Devlet başkanı oralarda seçilerek gelmiş ya da anasından miras
kalmış, fark etmez. Önemli olan demokrasidir.
Demokrasi olduktan sonra devlet başkanı bir hoşluktan
ibarettir.
Sıkıysa Liz Truss'u başbakanlıktan alsın bakalım...
Elizabeth'in ölümünü dibine kadar sömürmeye pek hevesli magazin
basını, Kraliçe'nin köpeklerine kimin bakacağını bile
tartışıyor...
Bunun gibi, Charles gelmiş, o
gitmiş William gelmiş, o gitmiş Henry gelmiş,
fark etmez. (Henry tahta çıkarsa pis pis şakalar da yapılır:
"Karıları ne zaman öldürteceksiniz majesteleri?")
Sistem kuruludur, krizler olsa bile tıkır tıkır işler.

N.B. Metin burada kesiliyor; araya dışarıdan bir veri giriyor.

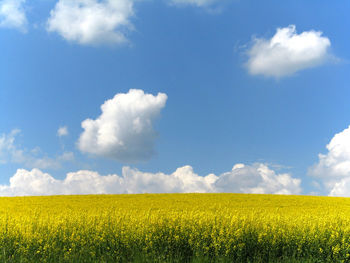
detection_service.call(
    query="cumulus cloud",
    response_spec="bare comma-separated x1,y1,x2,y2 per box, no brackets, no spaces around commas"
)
309,126,350,196
0,129,74,169
215,163,301,194
78,89,167,162
47,0,134,45
246,25,331,78
171,0,219,7
0,0,27,32
57,126,69,137
0,164,301,196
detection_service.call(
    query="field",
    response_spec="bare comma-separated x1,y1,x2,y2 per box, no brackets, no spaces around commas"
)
0,194,350,262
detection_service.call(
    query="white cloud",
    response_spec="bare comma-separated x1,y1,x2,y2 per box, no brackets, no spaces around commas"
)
0,129,74,169
171,0,219,7
0,164,301,196
215,163,301,194
0,0,27,32
57,126,69,137
309,126,350,196
78,90,167,162
47,0,134,45
246,25,331,78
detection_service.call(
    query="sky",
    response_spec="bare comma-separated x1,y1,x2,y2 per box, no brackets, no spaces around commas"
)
0,0,350,196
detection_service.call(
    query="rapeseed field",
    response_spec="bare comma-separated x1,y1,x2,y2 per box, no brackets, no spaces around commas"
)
0,194,350,262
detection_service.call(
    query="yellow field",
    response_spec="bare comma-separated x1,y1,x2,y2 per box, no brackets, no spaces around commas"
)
0,194,350,262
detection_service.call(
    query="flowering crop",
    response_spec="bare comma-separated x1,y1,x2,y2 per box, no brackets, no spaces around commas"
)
0,194,350,262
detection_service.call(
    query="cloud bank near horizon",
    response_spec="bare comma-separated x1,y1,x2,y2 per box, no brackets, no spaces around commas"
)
308,126,350,196
0,163,301,196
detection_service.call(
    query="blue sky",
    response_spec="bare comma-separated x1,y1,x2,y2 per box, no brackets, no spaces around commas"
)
0,0,350,196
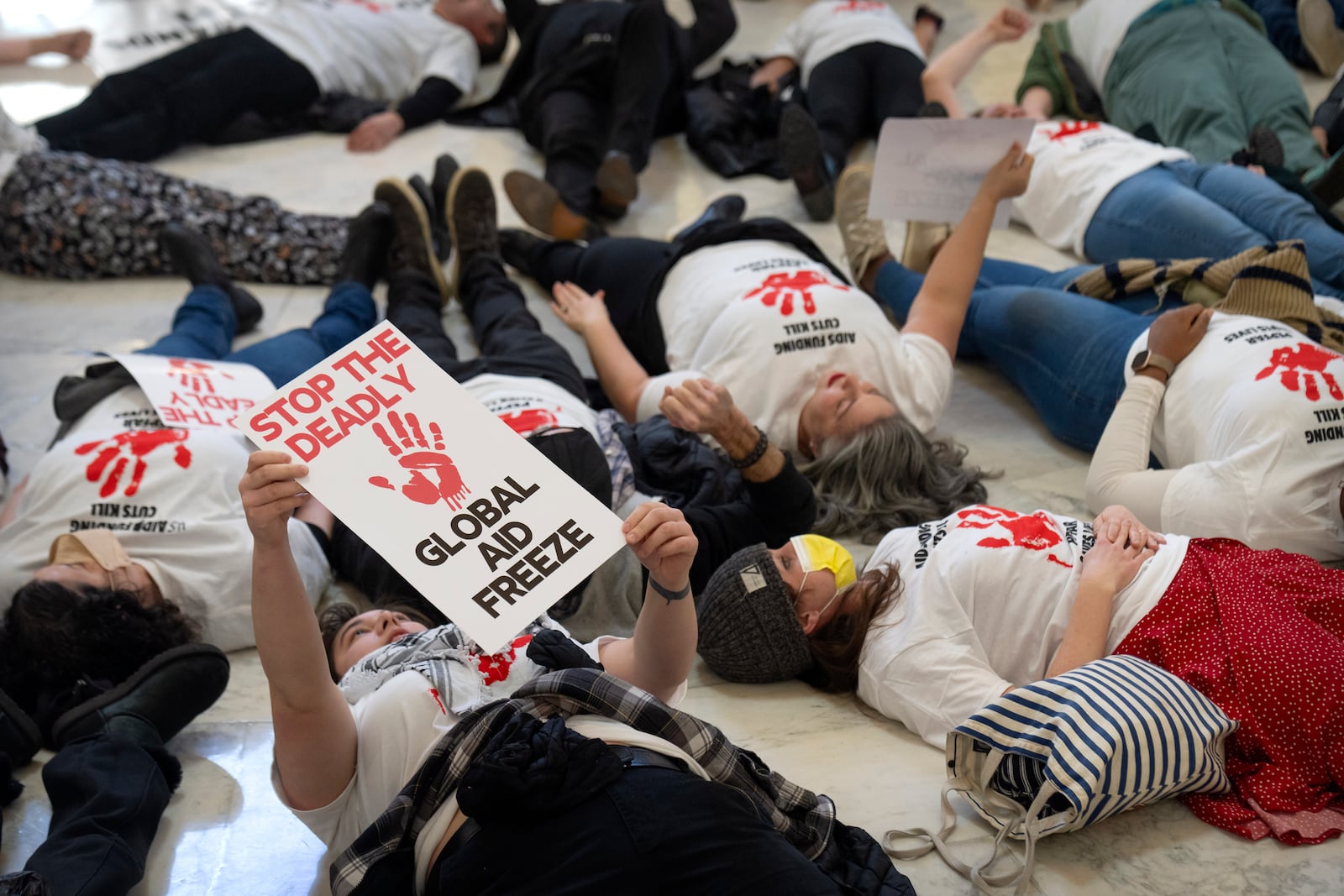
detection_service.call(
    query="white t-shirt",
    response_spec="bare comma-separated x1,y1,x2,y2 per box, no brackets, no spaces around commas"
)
858,505,1189,750
766,0,925,87
270,626,708,893
1068,0,1156,92
462,374,598,439
0,385,331,650
1125,313,1344,560
1013,121,1194,254
638,239,952,450
246,0,481,102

Mısır Kralı Faruk devrildiği zaman "Dünyada iki kral
kalacak" demişti, "biri iskambildeki kral, biri
de İngiliz kralı."
Krallık kimi zaman da "çimento" görevini üstlenir.
İspanyollar 1931 yılında cumhuriyete geçtiler, sekiz yıl
yaşatabildiler. Çok kanlı bir şekilde sona erdi.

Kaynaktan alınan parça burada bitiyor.